The Office of Letters and Light presented so far two textbooks: No Plot? No Problem! (along with its optional companion writer’s kit) and Ready, Set, Novel! writer’s workbook. For this review, I am going to feature the first guide book and its companion novel-writing kit: No Plot? No Problem.
This book was solely written by Chris Baty, freelance writer, writing coach, and founder of both the NaNoWriMo event and its organization, The Office of Letters and Light. This book primarily focuses on providing tips and guides to the NaNoWriMo writer and the would-be NaNoWriMo writer in two separate periods: months before November (the official month of NaNoWriMo when the challenge takes place) and during the challenge event itself. Baty used a lot of wit and humor throughout the entire book, making prose writing in 30 days a lot more user friendly, rather than presenting the text in the usual textbook language aimed towards students and professional.
For those writers who are just starting off or planning to participate in NaNoWriMo for the first time, No Plot? No Problem! should be the very first book that they should look in to to provide a good start to their preparation. The preparation period of the book does not only focus on how to find inspiration for the prose you plan to write, such as general observation on public areas to watching TV or reading novels. The book also provides tips regarding the best locations, such as your own bedroom or your local coffee shop to your local public library, that you can make yourself your personal writing station and even tips on your other daily habits, such as your eating patterns while you write or the types of food you eat during your writing process. It also provides suggestions regarding mapping your word count goals per day according to your daily routines and schedules. Lastly of course, the book also provides tips on research and character building, depending on the type of prose that you plan to write. Fiction, non-fiction, or simply just freewriting, this book has various tips per prose type.

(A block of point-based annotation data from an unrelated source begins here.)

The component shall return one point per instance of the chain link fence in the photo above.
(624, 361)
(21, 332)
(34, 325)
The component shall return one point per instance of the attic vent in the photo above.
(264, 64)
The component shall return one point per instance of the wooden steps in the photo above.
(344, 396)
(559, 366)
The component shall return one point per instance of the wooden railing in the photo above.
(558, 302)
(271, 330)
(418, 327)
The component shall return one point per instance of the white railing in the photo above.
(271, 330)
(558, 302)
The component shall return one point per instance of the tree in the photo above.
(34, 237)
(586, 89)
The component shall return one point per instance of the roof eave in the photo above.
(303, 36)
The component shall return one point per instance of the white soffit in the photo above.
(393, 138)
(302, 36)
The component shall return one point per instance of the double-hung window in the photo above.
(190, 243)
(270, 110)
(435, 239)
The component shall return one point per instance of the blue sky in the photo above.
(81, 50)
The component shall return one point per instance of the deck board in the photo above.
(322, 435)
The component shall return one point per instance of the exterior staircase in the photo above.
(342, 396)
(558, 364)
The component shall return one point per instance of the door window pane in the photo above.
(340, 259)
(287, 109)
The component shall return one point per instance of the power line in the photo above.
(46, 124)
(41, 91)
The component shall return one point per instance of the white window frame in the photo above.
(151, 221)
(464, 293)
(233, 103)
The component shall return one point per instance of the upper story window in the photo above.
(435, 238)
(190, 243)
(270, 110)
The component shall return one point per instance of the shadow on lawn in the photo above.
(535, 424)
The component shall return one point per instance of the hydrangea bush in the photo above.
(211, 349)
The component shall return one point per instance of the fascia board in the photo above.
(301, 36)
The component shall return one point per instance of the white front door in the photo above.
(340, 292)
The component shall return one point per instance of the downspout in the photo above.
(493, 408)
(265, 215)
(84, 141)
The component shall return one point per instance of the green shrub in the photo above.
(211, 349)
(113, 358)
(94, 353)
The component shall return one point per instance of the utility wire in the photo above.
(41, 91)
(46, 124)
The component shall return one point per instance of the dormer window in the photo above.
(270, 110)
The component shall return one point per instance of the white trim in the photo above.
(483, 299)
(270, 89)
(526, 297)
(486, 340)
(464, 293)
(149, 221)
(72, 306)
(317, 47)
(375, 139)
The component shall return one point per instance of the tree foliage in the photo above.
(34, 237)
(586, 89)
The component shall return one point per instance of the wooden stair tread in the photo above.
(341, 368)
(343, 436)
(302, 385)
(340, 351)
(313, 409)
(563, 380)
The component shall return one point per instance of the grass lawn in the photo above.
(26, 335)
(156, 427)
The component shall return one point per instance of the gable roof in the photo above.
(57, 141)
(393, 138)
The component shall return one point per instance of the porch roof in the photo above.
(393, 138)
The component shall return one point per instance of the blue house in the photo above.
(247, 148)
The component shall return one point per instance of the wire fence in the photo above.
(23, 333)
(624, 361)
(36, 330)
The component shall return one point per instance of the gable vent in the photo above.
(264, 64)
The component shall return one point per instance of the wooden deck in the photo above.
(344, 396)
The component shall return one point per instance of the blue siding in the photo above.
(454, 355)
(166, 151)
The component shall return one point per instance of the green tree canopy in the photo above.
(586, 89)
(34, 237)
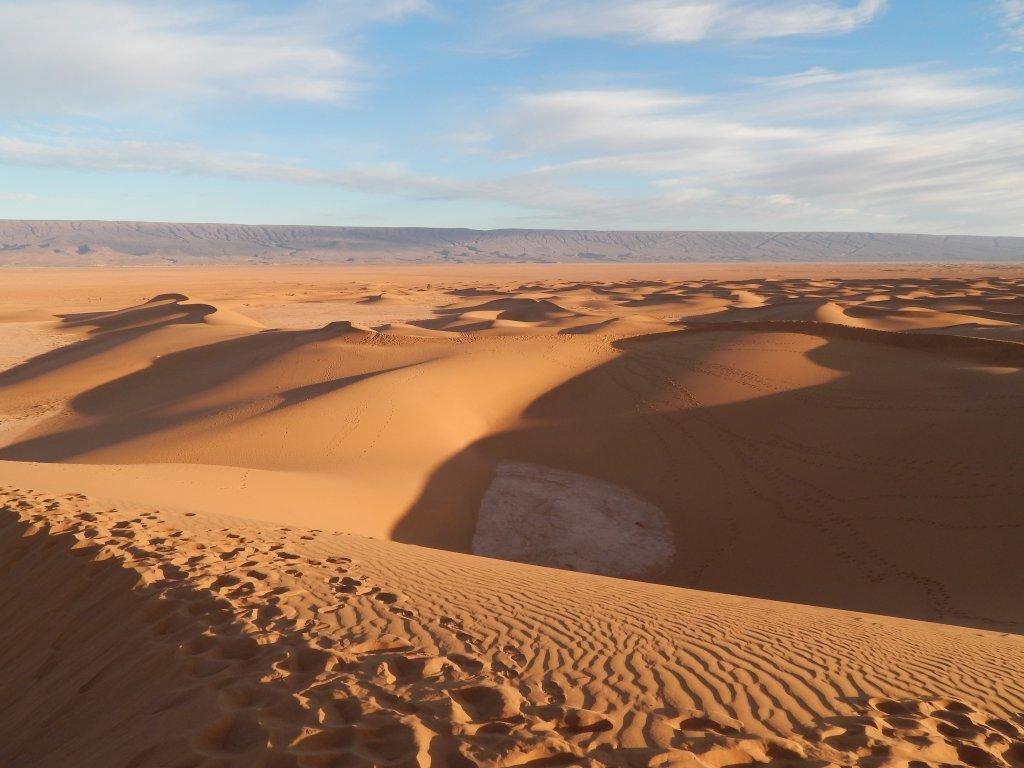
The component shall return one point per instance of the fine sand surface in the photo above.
(240, 508)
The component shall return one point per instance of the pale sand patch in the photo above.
(561, 519)
(302, 314)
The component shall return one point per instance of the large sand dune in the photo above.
(81, 243)
(241, 507)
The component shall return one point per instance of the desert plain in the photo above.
(637, 515)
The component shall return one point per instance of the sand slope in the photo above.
(780, 427)
(136, 243)
(188, 487)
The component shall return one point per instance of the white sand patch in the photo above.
(550, 517)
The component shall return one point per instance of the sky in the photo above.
(779, 115)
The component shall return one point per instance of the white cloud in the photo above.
(689, 20)
(92, 56)
(1013, 18)
(144, 157)
(885, 150)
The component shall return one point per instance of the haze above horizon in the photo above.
(736, 115)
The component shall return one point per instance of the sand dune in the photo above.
(227, 541)
(136, 243)
(239, 644)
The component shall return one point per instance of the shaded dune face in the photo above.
(780, 428)
(215, 642)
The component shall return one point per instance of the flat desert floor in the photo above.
(665, 516)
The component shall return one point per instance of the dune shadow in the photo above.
(814, 494)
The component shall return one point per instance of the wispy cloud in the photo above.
(390, 179)
(97, 55)
(689, 20)
(919, 150)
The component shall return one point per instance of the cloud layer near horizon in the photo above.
(912, 147)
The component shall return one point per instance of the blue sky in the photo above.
(854, 115)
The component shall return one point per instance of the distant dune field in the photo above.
(133, 243)
(503, 515)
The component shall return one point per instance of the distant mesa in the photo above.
(562, 519)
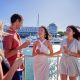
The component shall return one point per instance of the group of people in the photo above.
(42, 50)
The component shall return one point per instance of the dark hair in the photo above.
(46, 32)
(15, 17)
(76, 34)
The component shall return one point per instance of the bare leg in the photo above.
(63, 77)
(73, 78)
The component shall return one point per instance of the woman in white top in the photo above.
(42, 49)
(8, 76)
(70, 48)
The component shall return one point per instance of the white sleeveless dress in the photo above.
(41, 66)
(68, 64)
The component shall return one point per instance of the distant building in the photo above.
(52, 28)
(26, 31)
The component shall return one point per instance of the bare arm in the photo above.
(74, 54)
(34, 49)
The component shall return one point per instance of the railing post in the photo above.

The second part of the book focuses the actual NaNoWriMo event, starting from the first week to the last week. More tips are provided, not necessarily towards the prose itself, but more of your personal progress during your writing. It also gives other tips relating to your personal maintenance from your current state to other ways of keeping yourself awake and focused to your writing. The author also provides a few pep talks here and there to keep you motivated and not drop out of the challenge with wit and humor. For example, on Chapter 7 of the book focusing on the third week of NaNoWriMo, there is a section called “Can I Give Up Now?”, in which there is a one-sentence statement written underneath the section: “No, you cannot give up now.”